Health-related quality of life and emotional well-being after epilepsy surgery: A prospective, controlled, long-term follow-up
To evaluate health-related quality of life (HRQOL) and emotional well-being in resective epilepsy surgery and nonoperated patients at long-term follow-up.
This is a prospective cohort study where patients undergoing presurgical work-up during 1995–1998 completed the Short-Form Health Survey (SF-36) and the Hospital Anxiety and Depression scale (HAD) at baseline, and 2 and 14 years after resective surgery or presurgical evaluation (nonoperated patients). SF-36 scores were compared to a normative population. Proportions of patients reaching HRQOL changes of minimum clinically important difference (MCID) were calculated.

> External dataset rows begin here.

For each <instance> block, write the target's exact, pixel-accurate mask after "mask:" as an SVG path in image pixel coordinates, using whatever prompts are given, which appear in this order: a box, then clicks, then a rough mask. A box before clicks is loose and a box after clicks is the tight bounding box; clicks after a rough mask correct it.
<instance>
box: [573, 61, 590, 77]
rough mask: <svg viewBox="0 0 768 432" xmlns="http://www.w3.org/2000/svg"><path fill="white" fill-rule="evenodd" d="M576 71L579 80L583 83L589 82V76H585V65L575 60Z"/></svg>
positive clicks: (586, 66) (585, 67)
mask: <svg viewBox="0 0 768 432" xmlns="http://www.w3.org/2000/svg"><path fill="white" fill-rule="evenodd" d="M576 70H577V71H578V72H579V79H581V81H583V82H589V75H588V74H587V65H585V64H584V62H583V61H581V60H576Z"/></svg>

At 14-year follow-up, operated patients scored equal to or better than the normative sample on all SF-36 domains except Social Functioning and Mental Health. Physical component summary (PCS) was better and mental component summary (MCS) was worse than for the normative sample. Nonoperated patients scored worse than the normative sample on five of eight domains, and on PCS and MCS. Change in seizure status from 2 to 14 years did not affect PCS or MCS means. Improvement reaching MCID from baseline to long-term was seen in 50% (PCS) and 47% (MCS) of operated and in 33% (PCS) and 38% (MCS) of nonoperated patients. Worsening was seen in 18% (PCS) and 22% (MCS) of operated and in 38% (PCS) and 38% (MCS) of nonoperated patients. Differences between groups were nonsignificant.
HAD scores did not differ between groups, and the numbers of possible or probable cases were low. Patient satisfaction with surgery was higher in operated seizure-free patients. Only 5% of all operated patients considered surgery not to be overall beneficial.
At the group level, HRQOL was stable 14 years after surgery compared to after 2 years. Social Functioning and Mental Health were still below, but other domains were similar to the normative sample. Individual patterns did not follow seizure outcome changes, indicating that multiple factors are important for long-term HRQOL.